We’ve finished our first full week of the Girls in STEM class! I feel like I’m getting a hang of the routine now, and I better understand what I am supposed to be teaching. The girls have an amazing drive to learn. They are all so positive and you can see the difference having a supportive group of people behind them makes on their attitude. The Starfish girls are confident, mature, and determined to better themselves and their community.

What has amazed me the most in the last month is their amazing positivity in the face of adversity. Rainy season in The Gambia is a strange experience for me, given that I grew up in dry California. I’ve spoken with several different people about the rain, and I’ve heard a bunch of interesting and impactful stories. Apparently, rainy season in The Gambia was almost two months late this year, and once it started, they haven’t been getting the same amount of rainfall as previous years. Agriculture is the backbone of the Gambian economy, and the late rains have made life difficult for farmers. I had a discussion about how climate change was partially (if not entirely) to blame for the the abnormal rainy season. But it is especially devastating to realize that The Gambia, with its limited population and resource consumption, is facing the dire consequences of the excess of the more wasteful countries who are the main cause of climate change (cough... cough… America).
Another student was telling me how she didn’t like the rainy season because it always flooded her house, and her family would stay up all night trying to get/keep the water out. There is no public service (that I’ve seen or heard of) here that provides sandbags. And the streets flood so quickly once it starts raining, even if it isn’t pouring. We went to Banjul yesterday, the capital of The Gambia, and the water in the streets was high enough to cover more than half the height of the car tires. I thought there was no way we could drive through it, but apparently this is normal. Businesses were open as usual, cars were driving through, and people were wading through the water. I can’t even imagine what people would do if this was San Jose (probably cry and scream), but these people, including our young students, just work around it, and still come to school.

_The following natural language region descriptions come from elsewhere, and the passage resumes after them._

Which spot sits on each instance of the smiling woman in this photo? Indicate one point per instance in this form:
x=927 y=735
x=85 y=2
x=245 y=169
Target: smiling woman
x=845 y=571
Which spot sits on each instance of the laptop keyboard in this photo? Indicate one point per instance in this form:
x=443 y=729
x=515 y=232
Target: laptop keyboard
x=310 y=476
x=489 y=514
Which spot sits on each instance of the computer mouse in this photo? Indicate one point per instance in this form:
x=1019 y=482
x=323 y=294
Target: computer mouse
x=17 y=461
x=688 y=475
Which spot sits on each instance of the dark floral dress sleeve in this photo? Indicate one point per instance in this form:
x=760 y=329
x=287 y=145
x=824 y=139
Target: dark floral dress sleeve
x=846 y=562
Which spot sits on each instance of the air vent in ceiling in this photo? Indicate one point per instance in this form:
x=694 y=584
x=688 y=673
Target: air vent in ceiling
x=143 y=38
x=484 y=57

They embody the Starfish International Pledge, the last line of which says, “Even if every single possible bad thing that can happen to me does, I can keep going forward.”

In spite of all the challenges they face, all of the girls show up to school, on time and ready to learn. I know I am learning so much more from them than they are learning from me, about life and privilege and love. There have definitely been times that I’ve taken my education and family for granted (sorry Mom, Dad, Deven, Ba, and Dadaji), but being here has shown me, in graphic detail, how blessed my life has been and how meaningful my relationships are. I understand why events in my life were pushing me towards this experience, and I hope that I am giving something back to the wonderful Starfish Community that has welcomed me with open minds and open hearts.